In practice, this means that countries in the Global South should transition away from the capitalist framing to gain access to the better life that is direly needed. With the impacts of climate change making this transition harder and harder every day, this process needs to begin urgently. Meanwhile, countries in the global North need to transition away from energy intensive lifestyles, where individuals are visualised as consumers where only their wallets have a right to vote.

There is a need to move away from the brainwashing of eco-consumerism and start openly challenging the systems. Buying organic food is valid but we need to demand short supply chains for the food we eat. People in the Global North should move away from the idea that the world is their oyster and that having exotic fruits and vegetables from far-flung corners of the Earth all year round is completely fine. We need to rediscover our own lands and what nature has to offer where we are, without stealing other regions' resources.

Governments are thinking in term of shallow ecology and it is up to all of us to demands systems grounded in deep ecology, i.e. addressing, and solving the roots of the problems –not their consequences.

Major changes need to happen from all of us, to ask for and to apply systematic change.


"There is a need to move away from the brainwashing of eco-consumerism and start openly challenging the systems" 


And this leads me to what one of the teachers said which made me feel like I was going to faint.

He said that the most important change will only happen if China and India, and other "developing" countries make the most effort. That it does not really matter what happens in the Global North, because if China would stop emitting CO2 earlier than the group in our game said, then we would have won the game, no matter what United States would do...

This is discharging historical responsibility and practical reality onto countries. While these countries have a share of responsibility, it is not as great as the one the teacher seemed to assume. Every country must do its fair share!

Who colonised and implemented polluting factories so that they could steal cheap resources, oppressed individuals, in order to have strong growth? Where did the industrial revolution start? And where do individuals have the most polluting lifestyles?

It seems absurd that China and India appear as a threat because billions of people want to gain access to this dream lifestyle, which the United States and Western Europe are working so hard to reach and promote.

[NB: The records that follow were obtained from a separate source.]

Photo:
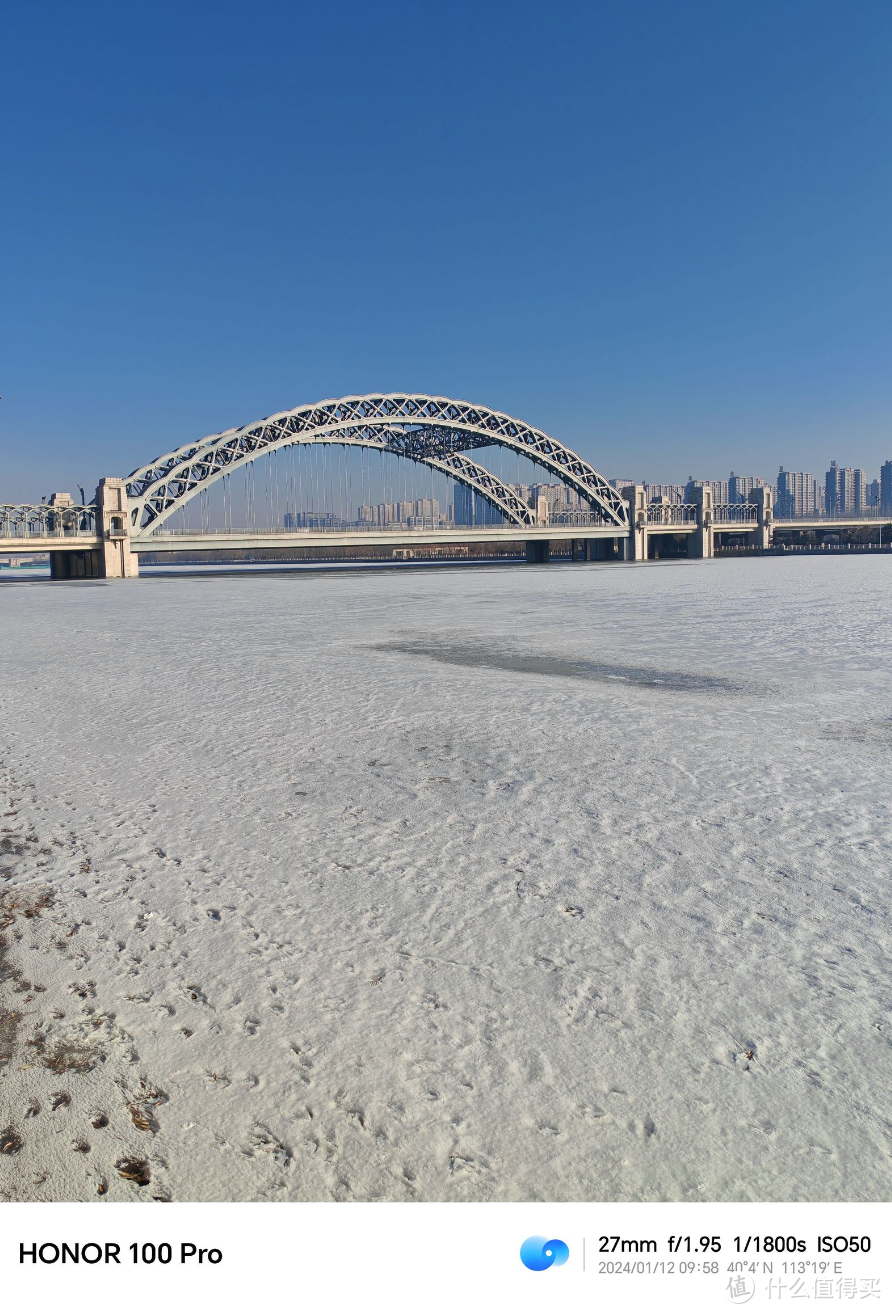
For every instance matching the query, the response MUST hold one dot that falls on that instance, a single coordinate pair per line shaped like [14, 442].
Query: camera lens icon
[539, 1254]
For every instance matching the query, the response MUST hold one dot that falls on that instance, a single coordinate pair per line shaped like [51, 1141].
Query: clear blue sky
[658, 229]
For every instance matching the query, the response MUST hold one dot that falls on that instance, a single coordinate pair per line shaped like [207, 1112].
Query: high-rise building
[886, 488]
[845, 490]
[720, 492]
[469, 507]
[798, 493]
[741, 485]
[673, 493]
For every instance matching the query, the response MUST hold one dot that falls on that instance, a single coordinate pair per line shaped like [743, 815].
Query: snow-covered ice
[511, 883]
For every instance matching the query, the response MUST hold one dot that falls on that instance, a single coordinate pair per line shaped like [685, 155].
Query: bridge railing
[47, 522]
[582, 518]
[671, 513]
[735, 513]
[867, 515]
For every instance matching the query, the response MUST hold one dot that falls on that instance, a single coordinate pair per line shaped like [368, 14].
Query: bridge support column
[539, 551]
[765, 527]
[113, 523]
[702, 542]
[636, 543]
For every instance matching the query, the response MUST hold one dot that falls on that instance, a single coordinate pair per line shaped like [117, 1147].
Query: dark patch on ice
[566, 668]
[876, 732]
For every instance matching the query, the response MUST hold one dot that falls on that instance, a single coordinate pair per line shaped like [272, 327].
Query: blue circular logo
[537, 1254]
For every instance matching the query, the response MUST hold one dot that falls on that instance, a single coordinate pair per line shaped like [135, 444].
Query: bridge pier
[636, 543]
[112, 522]
[113, 559]
[702, 542]
[763, 526]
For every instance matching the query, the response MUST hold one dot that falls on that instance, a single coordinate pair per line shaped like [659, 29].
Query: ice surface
[511, 883]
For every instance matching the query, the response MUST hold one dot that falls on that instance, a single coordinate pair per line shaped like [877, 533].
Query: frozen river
[511, 883]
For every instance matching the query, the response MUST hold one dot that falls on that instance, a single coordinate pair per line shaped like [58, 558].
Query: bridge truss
[432, 431]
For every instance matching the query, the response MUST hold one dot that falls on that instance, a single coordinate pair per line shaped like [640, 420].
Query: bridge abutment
[112, 522]
[636, 543]
[702, 542]
[763, 526]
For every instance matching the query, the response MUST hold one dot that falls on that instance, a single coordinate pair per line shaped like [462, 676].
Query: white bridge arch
[434, 431]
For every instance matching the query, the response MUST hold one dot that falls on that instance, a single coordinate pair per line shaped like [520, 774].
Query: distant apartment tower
[673, 493]
[741, 485]
[845, 490]
[798, 494]
[886, 488]
[469, 507]
[720, 492]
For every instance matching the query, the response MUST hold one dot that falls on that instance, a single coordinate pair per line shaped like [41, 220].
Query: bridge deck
[237, 540]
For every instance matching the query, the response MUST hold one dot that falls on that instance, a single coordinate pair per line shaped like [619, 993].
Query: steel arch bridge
[434, 431]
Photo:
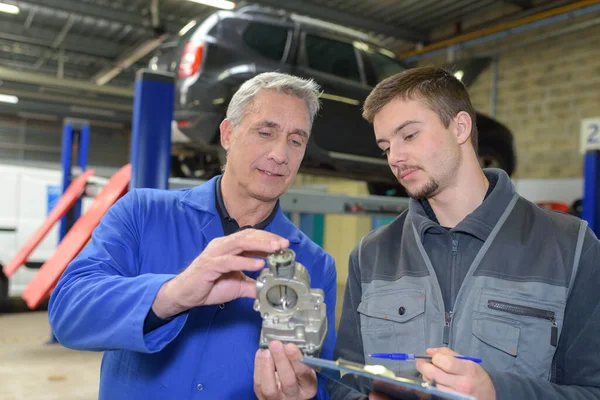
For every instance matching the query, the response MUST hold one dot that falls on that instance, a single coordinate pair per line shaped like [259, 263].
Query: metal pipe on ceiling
[520, 25]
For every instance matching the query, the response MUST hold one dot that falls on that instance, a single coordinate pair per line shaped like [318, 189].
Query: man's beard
[428, 190]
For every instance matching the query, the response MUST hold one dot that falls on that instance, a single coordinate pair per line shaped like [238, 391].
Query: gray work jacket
[509, 309]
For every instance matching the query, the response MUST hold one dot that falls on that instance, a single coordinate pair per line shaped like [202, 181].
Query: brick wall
[545, 88]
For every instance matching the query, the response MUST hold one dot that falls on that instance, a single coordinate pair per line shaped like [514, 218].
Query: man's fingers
[452, 365]
[250, 240]
[266, 376]
[230, 263]
[305, 375]
[432, 373]
[247, 287]
[287, 376]
[258, 365]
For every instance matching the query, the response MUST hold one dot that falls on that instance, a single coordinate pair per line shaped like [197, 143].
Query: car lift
[150, 167]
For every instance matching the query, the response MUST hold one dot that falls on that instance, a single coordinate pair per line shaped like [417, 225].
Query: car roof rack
[306, 20]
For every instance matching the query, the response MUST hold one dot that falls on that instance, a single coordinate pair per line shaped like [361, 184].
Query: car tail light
[190, 60]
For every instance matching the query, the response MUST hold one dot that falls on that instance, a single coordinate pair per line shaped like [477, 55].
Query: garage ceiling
[103, 42]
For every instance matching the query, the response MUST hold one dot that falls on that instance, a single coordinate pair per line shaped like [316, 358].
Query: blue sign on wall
[53, 194]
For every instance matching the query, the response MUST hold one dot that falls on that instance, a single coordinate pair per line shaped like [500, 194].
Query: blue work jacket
[101, 301]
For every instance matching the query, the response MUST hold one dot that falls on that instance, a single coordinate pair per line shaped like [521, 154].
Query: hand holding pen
[450, 372]
[409, 357]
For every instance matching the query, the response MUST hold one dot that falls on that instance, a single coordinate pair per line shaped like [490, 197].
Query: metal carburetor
[292, 312]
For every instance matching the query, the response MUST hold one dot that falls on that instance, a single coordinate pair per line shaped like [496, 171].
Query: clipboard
[380, 379]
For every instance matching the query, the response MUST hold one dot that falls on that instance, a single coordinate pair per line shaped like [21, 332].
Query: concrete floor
[32, 369]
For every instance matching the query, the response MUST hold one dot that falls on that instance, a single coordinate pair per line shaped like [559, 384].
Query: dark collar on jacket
[481, 221]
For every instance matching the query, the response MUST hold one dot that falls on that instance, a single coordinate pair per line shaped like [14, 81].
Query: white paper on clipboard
[380, 379]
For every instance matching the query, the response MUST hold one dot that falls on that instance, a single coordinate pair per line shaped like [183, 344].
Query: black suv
[226, 48]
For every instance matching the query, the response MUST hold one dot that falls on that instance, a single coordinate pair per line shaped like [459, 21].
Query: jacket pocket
[526, 311]
[498, 341]
[538, 321]
[393, 322]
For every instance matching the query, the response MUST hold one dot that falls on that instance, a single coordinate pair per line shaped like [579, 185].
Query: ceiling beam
[9, 74]
[45, 37]
[95, 11]
[56, 43]
[126, 59]
[346, 19]
[524, 4]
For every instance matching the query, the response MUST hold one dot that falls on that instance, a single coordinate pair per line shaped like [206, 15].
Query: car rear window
[268, 40]
[331, 56]
[383, 65]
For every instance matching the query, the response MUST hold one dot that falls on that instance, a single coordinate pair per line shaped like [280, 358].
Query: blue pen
[406, 356]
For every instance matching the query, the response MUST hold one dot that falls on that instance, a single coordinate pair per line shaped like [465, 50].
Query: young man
[471, 267]
[166, 286]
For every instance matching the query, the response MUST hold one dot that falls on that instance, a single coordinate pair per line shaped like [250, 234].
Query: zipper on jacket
[447, 324]
[528, 312]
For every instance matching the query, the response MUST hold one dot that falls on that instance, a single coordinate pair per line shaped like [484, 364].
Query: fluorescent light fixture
[224, 4]
[387, 52]
[95, 111]
[361, 46]
[9, 8]
[40, 116]
[186, 28]
[7, 98]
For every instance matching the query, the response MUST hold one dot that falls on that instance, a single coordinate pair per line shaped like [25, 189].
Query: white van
[29, 191]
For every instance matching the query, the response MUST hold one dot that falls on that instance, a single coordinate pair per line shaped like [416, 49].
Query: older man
[165, 287]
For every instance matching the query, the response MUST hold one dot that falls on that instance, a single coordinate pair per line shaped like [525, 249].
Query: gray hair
[304, 89]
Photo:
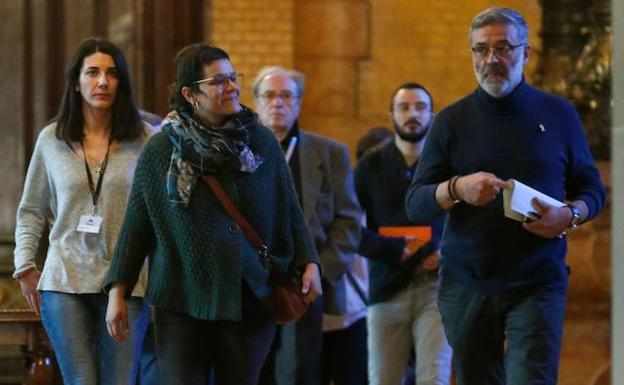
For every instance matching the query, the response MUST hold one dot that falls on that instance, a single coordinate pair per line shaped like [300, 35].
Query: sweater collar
[503, 104]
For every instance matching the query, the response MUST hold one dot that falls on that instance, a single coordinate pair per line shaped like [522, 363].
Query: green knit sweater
[198, 256]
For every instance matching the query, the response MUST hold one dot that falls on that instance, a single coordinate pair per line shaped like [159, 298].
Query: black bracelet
[451, 188]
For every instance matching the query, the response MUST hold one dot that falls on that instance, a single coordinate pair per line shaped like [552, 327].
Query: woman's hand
[117, 314]
[311, 283]
[28, 283]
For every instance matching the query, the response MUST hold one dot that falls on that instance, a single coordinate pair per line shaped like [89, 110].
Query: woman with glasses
[77, 186]
[206, 280]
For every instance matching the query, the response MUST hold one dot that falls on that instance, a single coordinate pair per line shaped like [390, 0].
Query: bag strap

I was shocked that a teacher would discharge the responsibility of finding solutions to regulate a global problem like climate change onto a handful of people, which are in a vulnerable position. For example, it is easy for Norway to fund its own ecological transition, when it keeps selling fossil fuels to other countries.

Climate change is a political and social issue. Thinking that the solution will come within the same framework that got us into this murdering mess does not make any sense!

Discharging the rich countries' responsibility, because, "hey these countries in the Global South are the ones causing the overpopulation issue", and to say it in front of an international group like us, and where we all have our own cultural perceptions and understanding of climate change (from people who never heard of it, to committed climate activists) is just disrespectful and irresponsible.


This is of course my interpretation and view on the topic, knowing that I come from a very privileged background as well. But after exchanging and reading on the topic, I know that a fairer transition is happening and that it goes beyond government action. Every day communities around the world are reinventing agriculture, education, democracy, and economy toward fairer and resilient models. Networks like ours where we support and teach others is a part of this movement. COPs are an important meeting place for civil society around the world, where they can meet and have a space to voice their problems and promote their solutions. It is also a moment where we can show global support toward vulnerable countries facing a bigger power that couldn't care less about our lives.





What I have said is of course open to be challenged, questioned, and criticised.